Rendezvous with Rama was great, 2001 wasn't remotely as confusing as advertised, I can't remember Childhood's End. But I couldn't bear Arthur C Clarke because of "2010 The Odyssey File".
It was a Making Of the film, and I've read a lot of these, I also liked the novel 2010 and at the time I bought all the hype about 2001 and the importance of its sequel. I also liked how this Making Of was predominantly an exchange of emails (very exciting back in the early 1980s) between Clarke and the 2010 film's writer/producer/director Peter Hyams.

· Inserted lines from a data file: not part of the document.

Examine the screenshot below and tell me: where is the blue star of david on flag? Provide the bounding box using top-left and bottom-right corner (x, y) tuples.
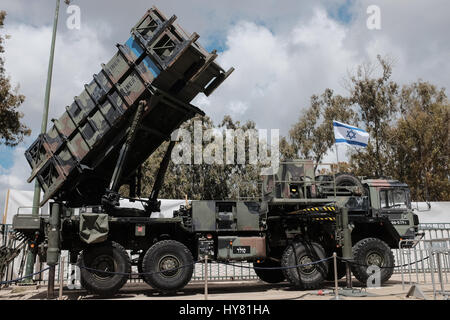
(333, 121), (369, 147)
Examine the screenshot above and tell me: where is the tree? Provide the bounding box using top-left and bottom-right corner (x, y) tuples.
(284, 89), (355, 170)
(387, 81), (450, 201)
(142, 116), (260, 200)
(0, 11), (31, 146)
(348, 55), (398, 177)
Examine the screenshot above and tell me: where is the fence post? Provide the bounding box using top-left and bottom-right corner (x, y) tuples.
(59, 257), (65, 300)
(205, 255), (208, 300)
(333, 252), (339, 300)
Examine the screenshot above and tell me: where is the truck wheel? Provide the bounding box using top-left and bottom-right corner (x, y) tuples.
(352, 238), (395, 283)
(281, 242), (328, 289)
(142, 240), (194, 293)
(253, 260), (286, 283)
(78, 242), (131, 296)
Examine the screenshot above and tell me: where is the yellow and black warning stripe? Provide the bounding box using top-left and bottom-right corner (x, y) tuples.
(289, 206), (337, 214)
(313, 217), (336, 221)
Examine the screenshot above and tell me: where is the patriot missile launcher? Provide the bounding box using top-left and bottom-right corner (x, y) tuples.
(7, 8), (418, 296)
(25, 7), (233, 206)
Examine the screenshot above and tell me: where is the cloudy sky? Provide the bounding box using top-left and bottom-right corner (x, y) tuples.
(0, 0), (450, 210)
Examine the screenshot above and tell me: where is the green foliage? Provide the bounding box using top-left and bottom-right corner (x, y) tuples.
(387, 81), (450, 200)
(0, 11), (31, 146)
(142, 116), (260, 200)
(283, 89), (355, 168)
(280, 56), (450, 201)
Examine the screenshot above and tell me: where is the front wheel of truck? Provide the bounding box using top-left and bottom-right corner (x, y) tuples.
(78, 242), (131, 296)
(142, 240), (194, 294)
(352, 238), (395, 284)
(281, 242), (328, 290)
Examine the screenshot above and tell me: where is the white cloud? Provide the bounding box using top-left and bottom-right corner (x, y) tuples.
(205, 8), (357, 134)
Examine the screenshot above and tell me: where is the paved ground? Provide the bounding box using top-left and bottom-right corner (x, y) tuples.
(0, 275), (448, 301)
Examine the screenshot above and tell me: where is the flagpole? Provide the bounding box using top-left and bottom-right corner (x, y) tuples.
(334, 141), (339, 168)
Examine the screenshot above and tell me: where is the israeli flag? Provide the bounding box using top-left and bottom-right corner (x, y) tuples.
(333, 121), (369, 147)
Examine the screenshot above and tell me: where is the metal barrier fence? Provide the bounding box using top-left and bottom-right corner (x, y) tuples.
(0, 223), (450, 287)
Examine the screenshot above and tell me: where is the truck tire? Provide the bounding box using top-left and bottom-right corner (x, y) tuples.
(281, 242), (328, 290)
(352, 238), (395, 284)
(142, 240), (194, 294)
(253, 260), (286, 283)
(78, 242), (131, 296)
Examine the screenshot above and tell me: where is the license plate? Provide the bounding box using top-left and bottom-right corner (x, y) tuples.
(391, 220), (409, 226)
(233, 246), (250, 254)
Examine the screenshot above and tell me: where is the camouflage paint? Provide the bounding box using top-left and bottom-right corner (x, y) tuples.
(263, 160), (316, 199)
(25, 8), (231, 205)
(217, 236), (266, 261)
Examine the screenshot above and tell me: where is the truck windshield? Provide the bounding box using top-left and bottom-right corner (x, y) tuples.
(380, 189), (410, 209)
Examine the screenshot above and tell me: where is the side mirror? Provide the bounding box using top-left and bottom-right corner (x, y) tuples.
(413, 201), (431, 212)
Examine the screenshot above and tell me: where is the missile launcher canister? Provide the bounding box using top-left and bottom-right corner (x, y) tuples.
(25, 7), (233, 206)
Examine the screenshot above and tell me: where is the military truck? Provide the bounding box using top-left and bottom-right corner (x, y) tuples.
(8, 8), (418, 295)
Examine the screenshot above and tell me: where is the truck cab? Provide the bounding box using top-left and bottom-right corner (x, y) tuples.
(362, 179), (419, 239)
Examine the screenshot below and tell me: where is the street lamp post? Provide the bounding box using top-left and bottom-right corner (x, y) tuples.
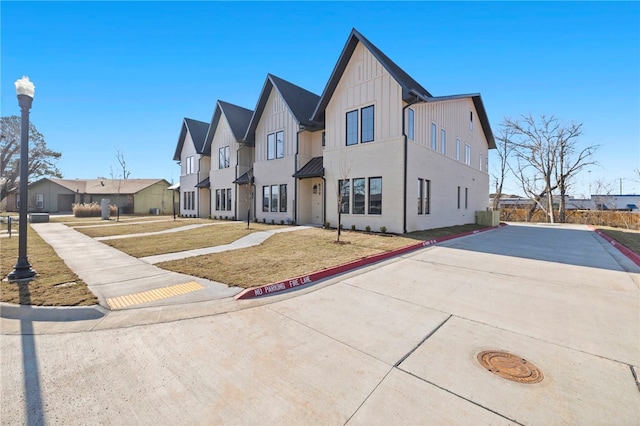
(8, 76), (36, 281)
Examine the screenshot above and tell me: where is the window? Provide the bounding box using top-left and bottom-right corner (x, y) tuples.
(280, 185), (287, 212)
(353, 178), (365, 214)
(185, 155), (196, 175)
(360, 105), (374, 142)
(338, 179), (351, 214)
(424, 179), (431, 214)
(267, 133), (276, 160)
(271, 185), (278, 212)
(407, 108), (414, 140)
(431, 123), (438, 151)
(276, 131), (284, 158)
(218, 146), (231, 169)
(36, 194), (44, 209)
(262, 186), (271, 212)
(369, 177), (382, 214)
(347, 110), (358, 145)
(418, 178), (424, 214)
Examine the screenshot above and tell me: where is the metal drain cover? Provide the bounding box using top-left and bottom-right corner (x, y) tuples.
(478, 351), (544, 384)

Each person's messages were printed in a different typeface and after a few pages, I started skipping Clarke's and only reading Hyams's. Hyams was deep in production, the hugh machinery of making a big budget film, and Clarke was picking his nose in Sri Lanka. Hyams was fighting financial problems, juggling myriad production difficulties and managing to stay funny. Clarke was just back from the shops where he'd run into the President of NASA, hang on, there's the door, oh, another parcel from Queen Elizabeth, a request for an autograph from Jesus Christ, a party invitation from Anthony Minghella.
But he was easy enough to ignore and I had a good time with the other half of the conversation.
Except.
I can see this chapter clearly even now, 20-odd years later: the final chapter was a new piece of padding, written especially for the book by Clarke and was called "MITE for Morons". You don't even know what MITE is, do you? Clarke was an immensely patronising about this MITE and how all of us thickos that didn't use it would have learn how to do so eventually, we'd best take this opportunity to learn it from him right now.
MITE was some kind of email system and Clarke laboriously detailed precisely how to use it, down to which key to press when, what filenames you should use, which disk should go in which floppy drive.
He has this reputation for seeing the future but here he was blind about the present: I was already using email and my system bore no relation to his. I considered sending him instructions on how to use my particular toaster.
I think he always had this blindness. I remember years later a claim that he now said fax was better than email (sure, so long as you're not the poor sod at the publishers having to retype an entire book off one fuzzy roll) but I don't know, I don't want to believe that one.
Nor do I want to believe what I read directly in a novel of his. Um, can't remember which. But it was another with his far-sighted vision of the future, this time with him foreseeing that digital technology would let people remove cigarettes from old movies. Yes, he was right: it can be done, it is being done. But the ignorance in his example: he wrote about Bogart movies having it done. So, follow: picture Humphrey Bogart smoking, now picture the cigarette erased from the picture.
What are you left with?
Humphrey Bogart sticking two fingers up at us.